In July 1945, he was appointed a member of the provisional consultative Assembly by the MLN (Movement of National Liberation). On the 21st October 1945, he was elected representative for Corrèze at the first constituent Assembly in the ranks of the MRP (Popular Republican Movement). In November 1945 he became the Minister for the Armed Forces in De Gaulle's government. In June 1946, he was elected representative for the second constituent Assembly and in November 1946, he was elected representative in the first legislative assembly. Beaten in the legislative elections of 17th June 1951 in Corrèze, he was elected councillor of the Republic in May 1952 and became vice-president of the 1958 High Assembly. In 1954, he headed the French delegation at the UN. In June 1958, Michelet became the minister for Ex-servicemen. He joined the Constitutional Council in February 1962. On the 12th March 1967, he was elected MP for the first Constituency of Finistère: Quimper. A month later, Edmond Michelet returned to government as minister in charge of the Civil Service.

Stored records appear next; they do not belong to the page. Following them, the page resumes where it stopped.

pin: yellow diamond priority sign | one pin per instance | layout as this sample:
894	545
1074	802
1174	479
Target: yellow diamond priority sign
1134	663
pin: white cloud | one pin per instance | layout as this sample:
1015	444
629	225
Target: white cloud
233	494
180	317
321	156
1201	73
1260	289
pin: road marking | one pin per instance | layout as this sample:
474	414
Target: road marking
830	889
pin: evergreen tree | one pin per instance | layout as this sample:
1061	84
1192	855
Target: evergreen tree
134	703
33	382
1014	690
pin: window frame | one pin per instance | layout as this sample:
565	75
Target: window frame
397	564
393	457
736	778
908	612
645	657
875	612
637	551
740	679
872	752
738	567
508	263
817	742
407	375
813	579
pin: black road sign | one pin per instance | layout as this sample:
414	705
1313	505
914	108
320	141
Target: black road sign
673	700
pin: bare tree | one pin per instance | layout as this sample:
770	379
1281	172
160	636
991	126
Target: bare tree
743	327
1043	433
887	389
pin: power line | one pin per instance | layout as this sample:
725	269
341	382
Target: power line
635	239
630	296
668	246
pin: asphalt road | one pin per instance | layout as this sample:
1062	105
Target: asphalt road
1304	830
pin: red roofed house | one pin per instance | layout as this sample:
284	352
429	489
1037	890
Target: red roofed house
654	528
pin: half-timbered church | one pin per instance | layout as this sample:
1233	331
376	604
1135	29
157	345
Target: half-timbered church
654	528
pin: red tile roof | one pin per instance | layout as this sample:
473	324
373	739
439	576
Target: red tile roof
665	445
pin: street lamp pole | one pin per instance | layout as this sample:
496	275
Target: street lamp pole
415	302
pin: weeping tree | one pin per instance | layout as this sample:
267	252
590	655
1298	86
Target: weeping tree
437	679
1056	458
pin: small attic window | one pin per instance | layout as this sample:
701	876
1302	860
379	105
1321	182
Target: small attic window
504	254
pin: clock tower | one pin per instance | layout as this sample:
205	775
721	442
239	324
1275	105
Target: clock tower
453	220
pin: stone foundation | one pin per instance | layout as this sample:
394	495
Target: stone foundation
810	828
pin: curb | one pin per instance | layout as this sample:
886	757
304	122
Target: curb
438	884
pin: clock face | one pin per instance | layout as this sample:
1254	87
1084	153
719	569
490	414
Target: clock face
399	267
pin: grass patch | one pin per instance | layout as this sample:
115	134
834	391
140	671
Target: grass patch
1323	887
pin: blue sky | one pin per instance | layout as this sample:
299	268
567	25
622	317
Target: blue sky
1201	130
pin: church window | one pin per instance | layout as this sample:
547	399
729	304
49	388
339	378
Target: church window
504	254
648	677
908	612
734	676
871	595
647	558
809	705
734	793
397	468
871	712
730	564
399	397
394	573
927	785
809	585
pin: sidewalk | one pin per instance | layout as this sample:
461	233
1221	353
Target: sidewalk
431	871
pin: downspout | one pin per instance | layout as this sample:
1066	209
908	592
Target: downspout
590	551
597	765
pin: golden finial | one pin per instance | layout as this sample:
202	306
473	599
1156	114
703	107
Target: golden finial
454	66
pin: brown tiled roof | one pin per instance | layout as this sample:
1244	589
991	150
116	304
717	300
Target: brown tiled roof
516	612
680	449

After May 1968, he was minister without portfolio. Following the elections of the 23rd and 30th June 1968, with the formation of Couve de Murville's government, he found himself back in his seat as the representative to the Assembly for Finistère. He left it on the 22nd June 1969 to take care of Cultural Affairs in the Chaban-Delmas government, where he succeeded André Malraux. He occupied this position until his death in Marcillac near Brive on the 9th October 1970. Edmond Michelet received the 1959 Resistance literary prize and the Franco-Belgian literary Grand prix for Liberty in 1960 for his book of memoirs, "Rue de la liberté". He was president of the Amicable Society for Former members of Dachau, which he was able to keep going despite the cold war, and the founding president of the France-Algeria Association in 1963.